YOLO Date Stamp Detector

Source code, training pipeline, and blog post: 👉 github.com/pike00/yolo-datestamp-detector

Fine-tuned YOLO26-medium that draws a bounding box around the camera date stamp burned into the corner of a scanned photograph. Single class, one box per photo (when present).

Many consumer cameras from the 1980s-2000s imprinted date stamps directly onto film: small orange/red/amber LED digits (typically M D 'YY, e.g. 10 3 '99) burned into the bottom edge of each photo. When these photos are later bulk-scanned, the date stamp is often the only reliable source of temporal metadata. This model locates those stamp regions so a downstream OCR step can extract the actual date and write it back as EXIF metadata.

The model draws a bounding box around the orange 4 23 '95 date stamp in the bottom-right corner.

Quick use

from ultralytics import YOLO
from huggingface_hub import hf_hub_download

weights = hf_hub_download("pike00/yolo-date-stamp-detector", "best.pt")
model = YOLO(weights)

results = model("your_scanned_photo.jpg", conf=0.5)
for r in results:
    for box in r.boxes:
        xyxy = box.xyxy[0].tolist()    # [x1, y1, x2, y2]
        conf = float(box.conf[0])
        print(f"stamp @ {xyxy}  conf={conf:.2f}")

No detection means "no date stamp visible" -- about half of real scans fall into this bucket, and the model is trained on negatives so empty results are meaningful.

Metrics

Evaluated on a 663-image held-out validation split:

Metric	Value
Precision	0.959
Recall	0.961
mAP@50	0.962
mAP@50-95	0.754

The lower mAP@50-95 reflects some looseness in tight bounding-box localization, which is fine for this use case -- the box only needs to roughly locate the stamp region for downstream cropping and OCR.

Confusion matrix: 587 true positives, 17 stamps missed (recall 97.2%), and 40 background-only images where the model drew a spurious box. No-stamp photos were added as negative training examples to keep the FP rate down.

The PR curve hugs the top-right corner. Precision stays above 95% across almost the entire recall range before dropping off past recall 0.97.

Peak F1 of 0.96 at confidence threshold 0.50, with a broad plateau from 0.1 to 0.85 -- the model is robust to threshold selection.

Training

Base: YOLO26-medium (~20M params), pretrained on COCO
Data: ~3,000 hand-labeled scanned 4x6 photos from the ScanMyPhotos service, 1980s-2000s family photos, single class (target = date stamp region)
Config: imgsz=416, batch=16, epochs=40
Hardware: AWS g4dn.xlarge on-demand (single T4 GPU)
Wall time: 33.55 min (50.3 s/epoch)
Cost: ~$0.35 including instance spin-up and data staging

A prior CPU training run on a Ryzen 5 5600G reached similar precision/recall in about 9 hours.

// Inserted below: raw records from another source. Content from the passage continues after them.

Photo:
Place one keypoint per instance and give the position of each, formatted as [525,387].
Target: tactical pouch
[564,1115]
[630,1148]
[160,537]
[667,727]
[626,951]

Both runs are described in detail in the GitHub README.

Drift vs. prior CPU model

Re-running the new GPU weights across the same 6,458 scans the CPU model had already seen, box-for-box:

Category	Count	Share
stable (IoU ≥ 0.5 with old box)	6,229	96.5%
drift (IoU < 0.5, new box in a different place)	197	3.0%
gone (new model finds nothing where old one did)	32	0.5%

Median IoU across stable: 0.92. Mean confidence jumped from 0.70 → 0.85, and the count of predictions clearing conf ≥ 0.7 went from 4,583 to 6,075 -- about 1,500 borderline cases got promoted into "obviously correct" territory.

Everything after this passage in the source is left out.